Description of problem: Due to issue described in https://bugzilla.redhat.com/show_bug.cgi?id=1809248 (Alerts CephClusterNearFull and CephClusterCriticallyFull use RAW storage instead of user storage) that never got fully resolved, users are unable to get alerts CephClusterNearFull and CephClusterCriticallyFull due to filling available cluster storage before those alerts are raised. Version-Release number of selected component (if applicable): ocs-operator.v4.10.0 OCP 4.10.8 How reproducible: 1/1 Steps to Reproduce: 1. Deploy provider with 3 availability zones and size 20 TiB. 2. Deploy consumer with 3 availability zones and size 20 TiB that uses previously created provider. 3. Create a large PVC on consumer that uses all available space. 4. Fill the PVC with data Actual results: Cluster gets full without any alert: $ oc rsh -n openshift-storage $(oc get pods -o wide -n openshift-storage|grep tool|awk '{print$1}') ceph df --- RAW STORAGE --- CLASS SIZE AVAIL USED RAW USED %RAW USED ssd 60 TiB 22 TiB 38 TiB 38 TiB 63.98 TOTAL 60 TiB 22 TiB 38 TiB 38 TiB 63.98 --- POOLS --- POOL ID PGS STORED OBJECTS USED %USED MAX AVAIL device_health_metrics 1 1 0 B 18 0 B 0 0 B ocs-storagecluster-cephblockpool 2 128 19 B 1 12 KiB 100.00 0 B ocs-storagecluster-cephfilesystem-metadata 3 32 35 KiB 22 191 KiB 100.00 0 B ocs-storagecluster-cephfilesystem-data0 4 128 0 B 0 0 B 0 0 B cephblockpool-storageconsumer-d3bfd22c-4e28-4b5e-b9e7-18fc13790a3a 5 128 13 TiB 3.36M 38 TiB 100.00 0 B RAW capacity is filled by 63.98% but all available space is full. The first capacity alert is triggered at 75% RAW capacity. Expected results: Users of Provider cluster should get notification that the cluster is getting full. Additional info:
I tested the scenario also with a cluster with 4 TiB size and 3 availability zones and I am still unable to get any Cluster level SendGrid notification.

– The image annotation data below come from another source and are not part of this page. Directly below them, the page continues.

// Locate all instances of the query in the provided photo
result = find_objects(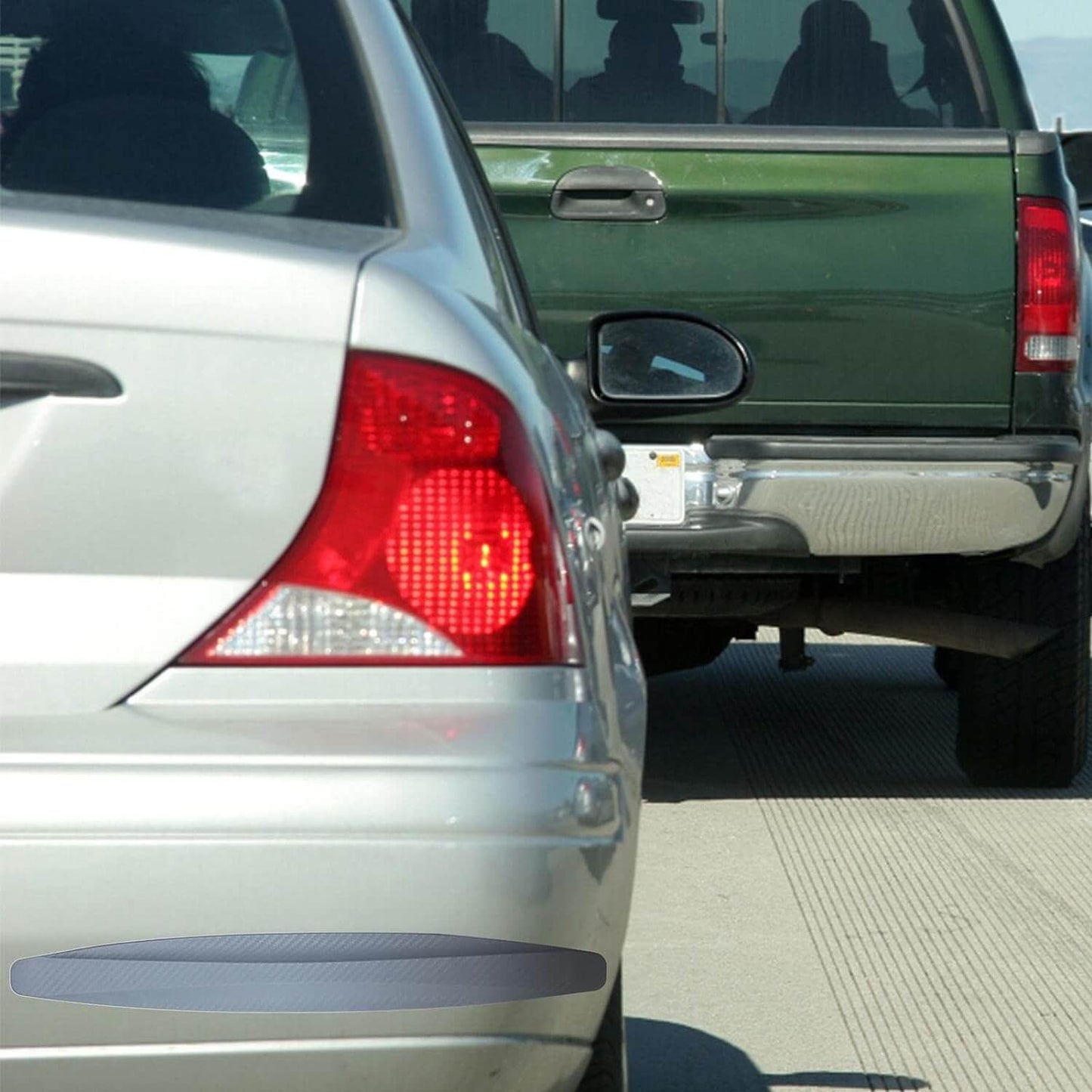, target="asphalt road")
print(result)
[625,633,1092,1092]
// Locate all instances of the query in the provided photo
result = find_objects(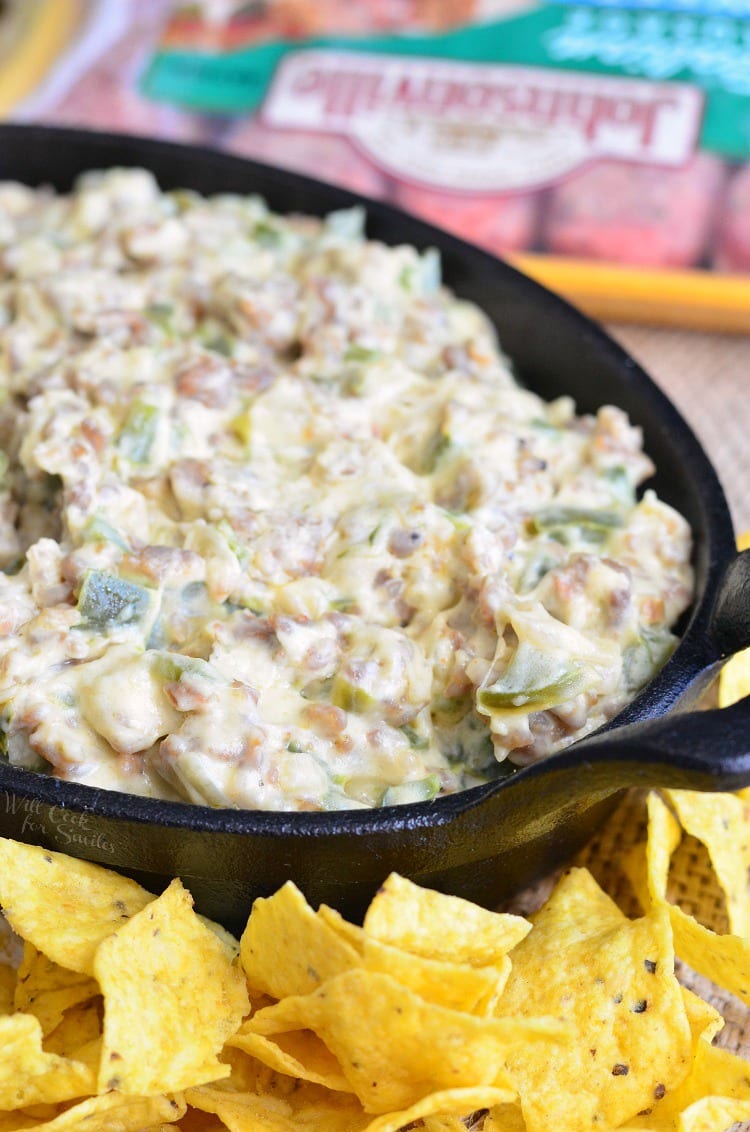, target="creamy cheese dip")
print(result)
[0,170,692,809]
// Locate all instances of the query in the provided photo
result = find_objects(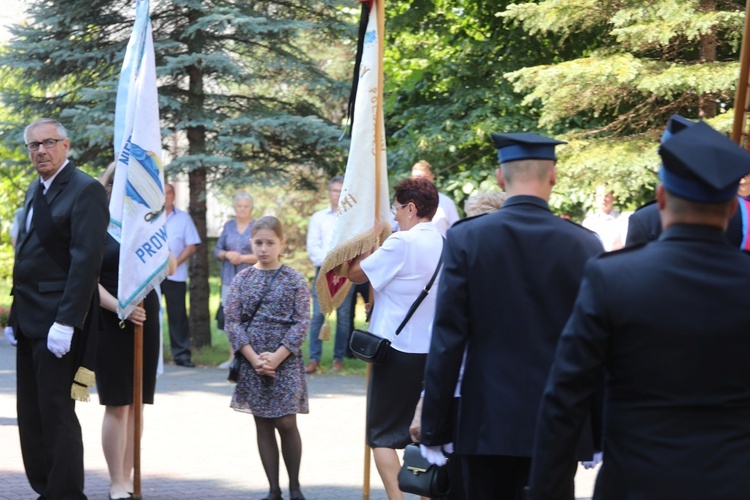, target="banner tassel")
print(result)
[70,366,96,403]
[318,315,331,340]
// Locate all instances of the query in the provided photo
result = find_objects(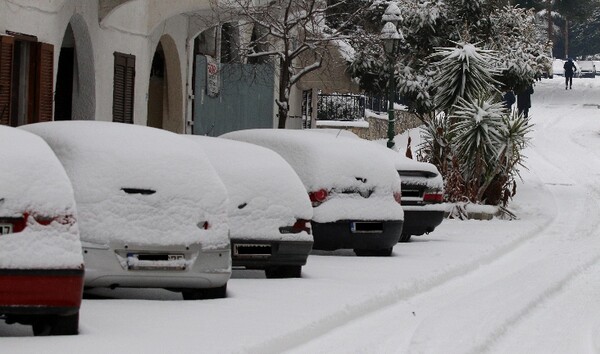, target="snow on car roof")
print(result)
[222,129,395,190]
[22,121,229,248]
[0,125,83,269]
[311,129,443,188]
[186,135,313,241]
[222,129,404,222]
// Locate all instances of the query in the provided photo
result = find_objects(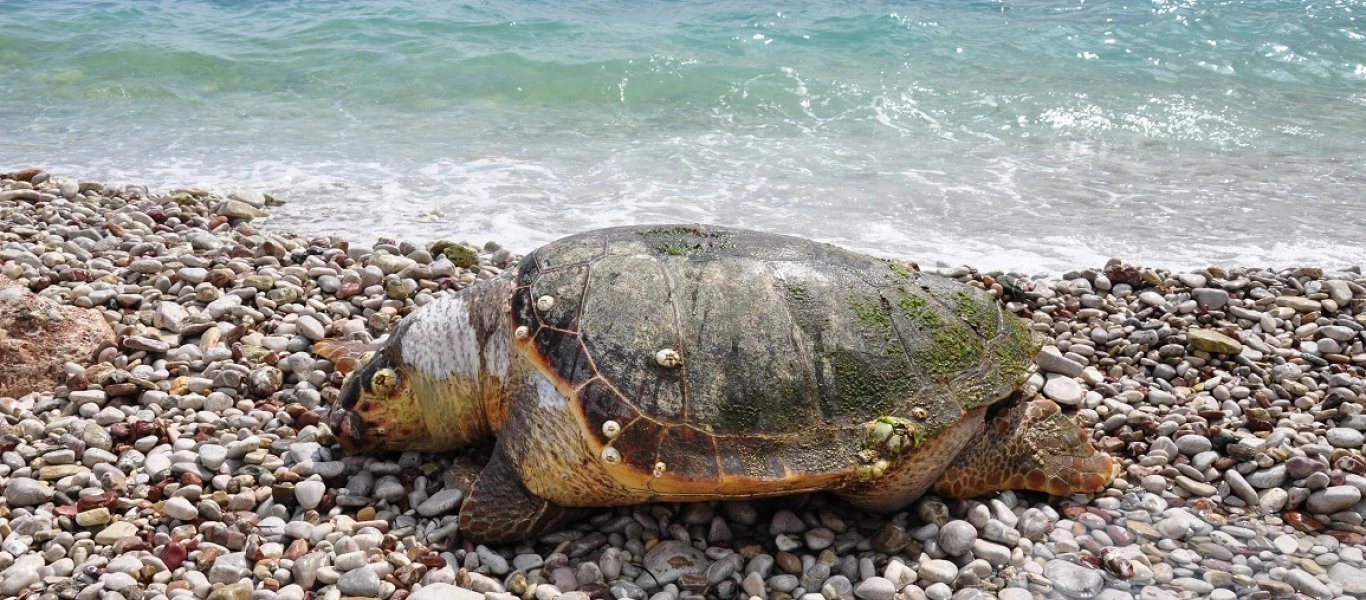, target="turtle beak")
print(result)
[328,379,366,452]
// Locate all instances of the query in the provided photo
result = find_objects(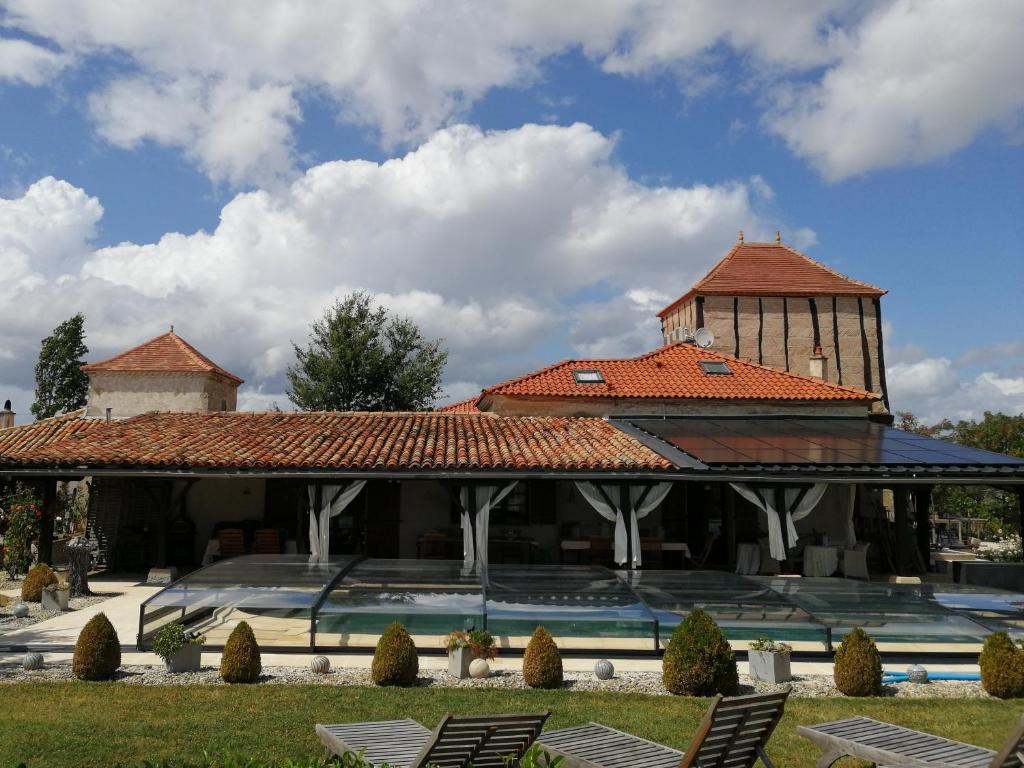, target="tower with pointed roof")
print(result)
[658,232,888,409]
[82,326,244,419]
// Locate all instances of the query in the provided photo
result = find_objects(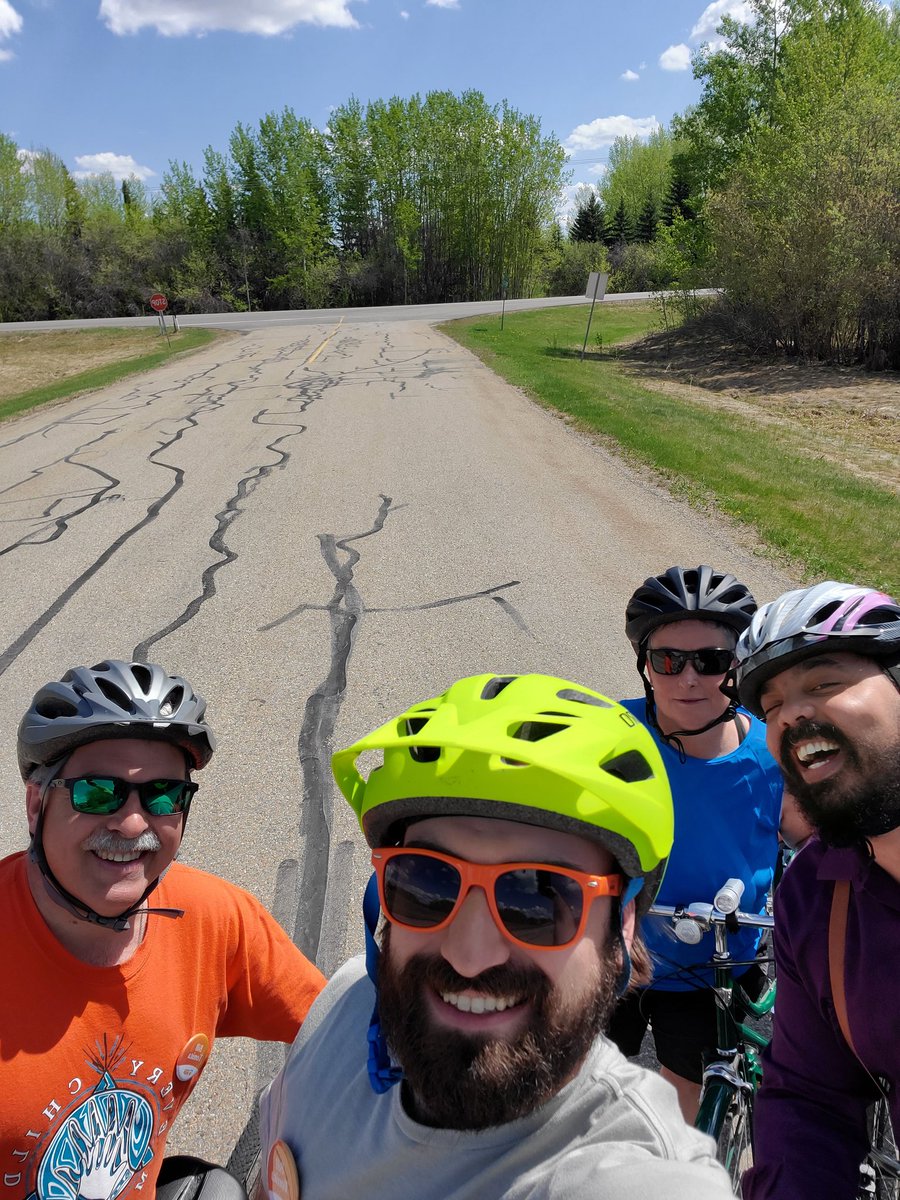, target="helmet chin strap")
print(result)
[29,797,185,934]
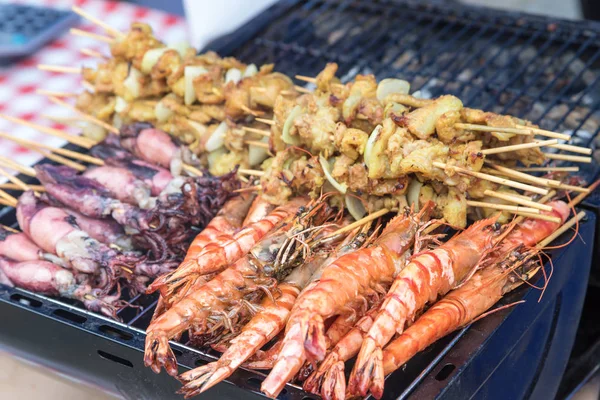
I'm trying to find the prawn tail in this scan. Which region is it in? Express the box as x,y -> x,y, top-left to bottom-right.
348,337 -> 383,396
304,315 -> 327,361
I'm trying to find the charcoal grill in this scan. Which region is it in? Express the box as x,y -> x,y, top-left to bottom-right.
0,0 -> 600,400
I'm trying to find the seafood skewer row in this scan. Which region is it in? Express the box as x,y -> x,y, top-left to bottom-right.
261,206 -> 431,398
144,198 -> 322,375
179,225 -> 367,398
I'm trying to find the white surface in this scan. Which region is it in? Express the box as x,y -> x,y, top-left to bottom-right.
183,0 -> 276,48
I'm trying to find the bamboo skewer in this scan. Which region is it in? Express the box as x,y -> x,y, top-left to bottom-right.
433,161 -> 548,195
181,164 -> 204,176
544,153 -> 592,164
481,139 -> 558,156
69,28 -> 114,43
0,189 -> 19,208
79,47 -> 106,58
48,96 -> 119,135
254,118 -> 275,125
0,131 -> 104,165
514,212 -> 562,224
38,64 -> 81,74
244,140 -> 269,150
467,200 -> 540,214
548,144 -> 592,155
238,168 -> 265,176
242,126 -> 271,137
35,89 -> 79,97
328,208 -> 390,237
0,156 -> 35,177
486,161 -> 589,193
71,6 -> 125,38
454,123 -> 532,136
513,167 -> 579,172
483,190 -> 552,211
517,125 -> 571,140
0,181 -> 46,192
537,211 -> 585,249
0,114 -> 95,149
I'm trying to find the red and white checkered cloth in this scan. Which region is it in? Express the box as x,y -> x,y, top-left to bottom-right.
0,0 -> 187,173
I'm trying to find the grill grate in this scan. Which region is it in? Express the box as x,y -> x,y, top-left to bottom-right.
227,0 -> 600,180
0,0 -> 600,399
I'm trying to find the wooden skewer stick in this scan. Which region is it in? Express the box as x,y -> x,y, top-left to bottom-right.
0,168 -> 32,191
295,75 -> 317,83
569,180 -> 600,207
0,156 -> 35,177
0,224 -> 21,233
81,81 -> 96,93
238,168 -> 265,176
454,123 -> 532,136
486,161 -> 589,193
48,96 -> 119,135
244,140 -> 269,150
0,131 -> 104,165
544,153 -> 592,164
513,167 -> 579,172
79,47 -> 106,58
69,28 -> 114,43
38,64 -> 81,74
35,89 -> 79,97
233,185 -> 262,193
483,190 -> 552,211
481,139 -> 558,156
548,144 -> 592,155
514,212 -> 562,224
254,118 -> 275,125
433,161 -> 548,194
71,6 -> 125,38
242,126 -> 271,137
0,190 -> 17,208
328,208 -> 390,237
294,85 -> 312,94
537,211 -> 585,249
517,125 -> 571,140
467,200 -> 540,214
240,105 -> 263,117
182,164 -> 204,176
0,114 -> 96,149
0,183 -> 46,192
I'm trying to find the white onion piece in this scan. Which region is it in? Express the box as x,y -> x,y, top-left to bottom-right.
142,47 -> 169,74
342,94 -> 362,120
204,122 -> 229,151
281,106 -> 302,146
183,65 -> 208,106
225,68 -> 242,84
344,194 -> 367,221
113,114 -> 123,129
115,96 -> 129,113
406,179 -> 423,211
169,42 -> 192,57
154,101 -> 173,122
82,122 -> 107,142
319,154 -> 348,193
244,64 -> 258,78
363,125 -> 383,168
206,147 -> 227,169
123,67 -> 143,99
377,78 -> 410,101
248,137 -> 269,167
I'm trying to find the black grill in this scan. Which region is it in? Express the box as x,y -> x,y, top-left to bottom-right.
0,0 -> 600,399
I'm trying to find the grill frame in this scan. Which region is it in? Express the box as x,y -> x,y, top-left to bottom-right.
0,0 -> 600,399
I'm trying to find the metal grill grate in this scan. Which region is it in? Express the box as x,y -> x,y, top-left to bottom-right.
0,0 -> 600,399
227,0 -> 600,185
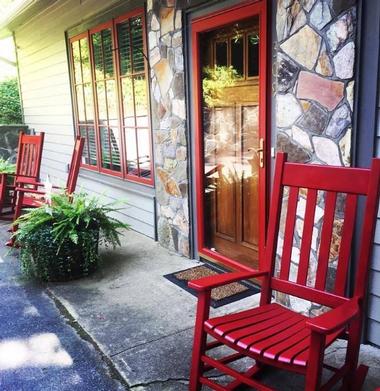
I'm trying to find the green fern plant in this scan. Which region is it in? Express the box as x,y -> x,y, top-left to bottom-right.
14,193 -> 129,281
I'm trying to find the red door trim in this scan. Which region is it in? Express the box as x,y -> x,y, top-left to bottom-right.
192,0 -> 269,270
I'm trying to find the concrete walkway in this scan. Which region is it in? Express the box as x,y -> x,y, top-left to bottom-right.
0,224 -> 125,391
49,231 -> 380,391
0,224 -> 380,391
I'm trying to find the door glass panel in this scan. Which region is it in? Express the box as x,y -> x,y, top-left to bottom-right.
200,16 -> 259,267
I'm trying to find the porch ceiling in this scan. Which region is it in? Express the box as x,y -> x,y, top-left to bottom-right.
0,0 -> 58,39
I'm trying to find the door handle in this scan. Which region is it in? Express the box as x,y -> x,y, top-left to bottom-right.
248,138 -> 265,168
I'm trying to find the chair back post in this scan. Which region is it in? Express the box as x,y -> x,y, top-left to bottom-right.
354,159 -> 380,298
66,136 -> 84,195
16,131 -> 45,180
260,152 -> 287,305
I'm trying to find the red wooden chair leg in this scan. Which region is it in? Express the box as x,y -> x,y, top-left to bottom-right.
189,292 -> 210,391
305,332 -> 325,391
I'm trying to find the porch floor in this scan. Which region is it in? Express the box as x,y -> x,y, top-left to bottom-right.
2,227 -> 380,391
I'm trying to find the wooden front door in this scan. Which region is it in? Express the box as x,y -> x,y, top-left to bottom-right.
192,1 -> 266,268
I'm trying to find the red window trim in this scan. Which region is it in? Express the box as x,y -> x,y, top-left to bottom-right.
69,7 -> 154,187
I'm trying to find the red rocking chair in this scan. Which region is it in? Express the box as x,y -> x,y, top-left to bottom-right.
13,136 -> 85,221
189,153 -> 380,391
0,132 -> 44,220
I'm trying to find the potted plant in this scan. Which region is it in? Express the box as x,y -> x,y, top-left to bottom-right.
14,193 -> 129,281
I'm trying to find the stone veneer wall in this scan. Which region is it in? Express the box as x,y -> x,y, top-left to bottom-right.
147,0 -> 189,256
274,0 -> 356,315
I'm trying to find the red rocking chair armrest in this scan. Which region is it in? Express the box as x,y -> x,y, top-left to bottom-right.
188,271 -> 268,292
16,187 -> 46,195
306,297 -> 360,334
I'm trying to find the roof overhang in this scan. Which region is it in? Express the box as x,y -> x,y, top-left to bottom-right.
0,0 -> 57,38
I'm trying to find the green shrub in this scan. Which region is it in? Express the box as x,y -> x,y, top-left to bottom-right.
15,193 -> 129,281
0,78 -> 22,124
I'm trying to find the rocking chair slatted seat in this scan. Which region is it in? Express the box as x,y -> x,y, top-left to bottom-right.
189,153 -> 380,391
0,132 -> 45,220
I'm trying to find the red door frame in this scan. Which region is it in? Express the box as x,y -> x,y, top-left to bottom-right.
192,0 -> 269,270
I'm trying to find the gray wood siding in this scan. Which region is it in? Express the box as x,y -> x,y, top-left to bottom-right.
15,0 -> 155,238
367,70 -> 380,346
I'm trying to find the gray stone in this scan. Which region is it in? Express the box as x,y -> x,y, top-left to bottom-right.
277,132 -> 311,163
276,93 -> 302,128
300,0 -> 316,12
326,104 -> 351,138
277,52 -> 299,92
297,103 -> 329,134
281,25 -> 322,70
346,81 -> 355,111
312,136 -> 342,166
326,12 -> 354,52
150,14 -> 160,31
291,125 -> 313,151
331,0 -> 357,15
157,216 -> 172,247
315,43 -> 334,76
310,1 -> 332,30
334,42 -> 355,79
172,72 -> 185,99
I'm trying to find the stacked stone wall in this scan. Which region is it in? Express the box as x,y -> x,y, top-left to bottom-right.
274,0 -> 357,315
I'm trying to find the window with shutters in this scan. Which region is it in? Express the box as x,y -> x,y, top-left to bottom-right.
70,10 -> 153,184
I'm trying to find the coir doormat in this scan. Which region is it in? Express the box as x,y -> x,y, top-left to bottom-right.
164,264 -> 260,308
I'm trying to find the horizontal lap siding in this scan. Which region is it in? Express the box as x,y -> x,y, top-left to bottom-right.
15,0 -> 155,238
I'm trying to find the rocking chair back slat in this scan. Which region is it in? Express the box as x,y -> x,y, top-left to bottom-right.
297,189 -> 318,285
66,136 -> 85,194
282,163 -> 369,194
280,187 -> 299,280
260,153 -> 286,305
315,191 -> 337,290
16,132 -> 44,179
335,194 -> 358,296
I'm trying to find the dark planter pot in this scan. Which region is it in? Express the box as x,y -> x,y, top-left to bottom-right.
21,226 -> 99,282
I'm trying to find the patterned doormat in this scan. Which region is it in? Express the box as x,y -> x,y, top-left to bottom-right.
164,264 -> 260,308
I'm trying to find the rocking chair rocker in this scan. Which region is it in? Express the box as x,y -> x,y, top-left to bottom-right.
189,153 -> 380,391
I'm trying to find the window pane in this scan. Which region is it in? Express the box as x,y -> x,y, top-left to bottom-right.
125,128 -> 139,175
91,33 -> 104,80
83,83 -> 94,123
79,126 -> 90,164
133,75 -> 148,116
109,128 -> 121,171
80,38 -> 91,83
102,29 -> 114,77
215,41 -> 227,66
231,37 -> 244,76
99,127 -> 111,169
76,85 -> 86,123
131,16 -> 144,73
96,82 -> 108,125
137,129 -> 151,178
248,34 -> 259,77
87,127 -> 97,166
71,41 -> 82,84
106,80 -> 118,124
121,77 -> 135,122
117,21 -> 131,75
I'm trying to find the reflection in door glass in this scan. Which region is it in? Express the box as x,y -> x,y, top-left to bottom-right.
200,17 -> 259,266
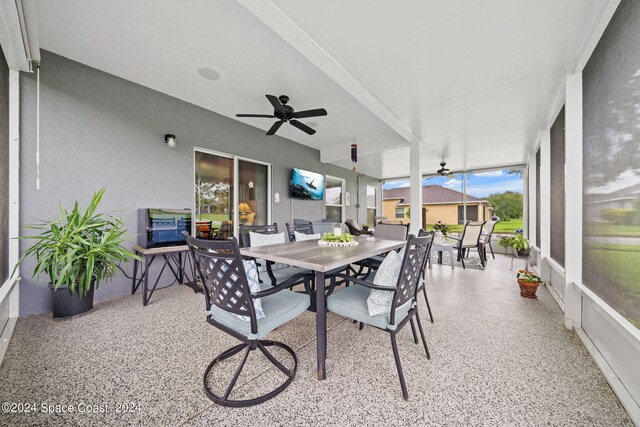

After utilizing fully a cluster with 4 TiB size and 3 availability zones I got SendGrid notification: Your storage cluster utilization has crossed 80% and will become read-only at 85% utilized! Please free up some space or if possible expand the storage cluster immediately to prevent any service access issues. It is common to also be alerted to OSD devices entering near-full or full states prior to this alert. After full utilization of the cluster, it's capacity looks like: $ oc rsh -n openshift-storage $(oc get pods -n openshift-storage|grep tool|awk '{print$1}') ceph df --- RAW STORAGE --- CLASS SIZE AVAIL USED RAW USED %RAW USED ssd 12 TiB 1.8 TiB 10 TiB 10 TiB 85.01 TOTAL 12 TiB 1.8 TiB 10 TiB 10 TiB 85.01 --- POOLS --- POOL ID PGS STORED OBJECTS USED %USED MAX AVAIL device_health_metrics 1 1 15 KiB 6 46 KiB 100.00 0 B ocs-storagecluster-cephblockpool 2 32 19 B 1 12 KiB 100.00 0 B ocs-storagecluster-cephfilesystem-metadata 3 32 18 KiB 22 138 KiB 100.00 0 B ocs-storagecluster-cephfilesystem-data0 4 32 0 B 0 0 B 0 0 B cephblockpool-storageconsumer-1318e613-2b6e-45e1-81e2-b25f67221e47 5 32 3.4 TiB 892.69k 10 TiB 100.00 0 B This is not achievable with larger clusters as mentioned in description of the bug.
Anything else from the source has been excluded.